Apparently my new hobby is to install a piece of software each weekend. Last weekend, Gallery; this weekend, WordPress. Folks in the blogshares online discussion were comparing MT and WordPress, and I was inspired to try WordPress.

It was another easy setup, once the fantastic and fabulous Eric Crump gave me a mysql login. He didn’t even make me explain why I’m fiddling with WordPress when he already has Drupal installed. (It’s cuz I wanted to play, Eric.)

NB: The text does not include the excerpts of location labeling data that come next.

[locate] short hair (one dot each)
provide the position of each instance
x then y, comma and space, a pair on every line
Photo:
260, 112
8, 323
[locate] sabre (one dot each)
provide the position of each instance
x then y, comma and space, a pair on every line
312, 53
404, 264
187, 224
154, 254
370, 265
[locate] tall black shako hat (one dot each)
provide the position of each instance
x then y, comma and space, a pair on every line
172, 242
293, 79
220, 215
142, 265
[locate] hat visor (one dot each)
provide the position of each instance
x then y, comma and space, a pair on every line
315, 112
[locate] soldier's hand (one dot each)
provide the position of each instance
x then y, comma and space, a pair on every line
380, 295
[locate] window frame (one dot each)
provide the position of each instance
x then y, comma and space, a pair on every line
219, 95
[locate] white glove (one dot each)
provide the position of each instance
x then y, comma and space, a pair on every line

Installation was only a few minutes, but making it do what I want is another issue. I managed to get it to list my bloglines subscriptions as a blogroll, and I added a customized calendar. And I’ve fiddled a great bit over the weekend with the layout. I’m trying to figure out whether I can get it to do what I’m already doing with flat pages AND whether it will go beyond what I’m already doing in ways that would make the trouble of converting everything worth the bother. I’m told that I can easily import the Blogger entries that I already have. The biggest concern is managing the Lists of Ten and other resources that are outside of blogger but that would benefit from the RSS feed.

You can peek at my current status, but realize it is a very rough work in progress. I’m not sure yet, but after two days of playing, I do feel like I accomplished something. Even if I decide not to use it, I’ve learned a good bit about PHP and RSS in the process. Not bad for a weekend procrastination project (e.g., a project that’s real purpose seems to be to provide an excuse not to work on those 125 pages I’m supposed to be writing).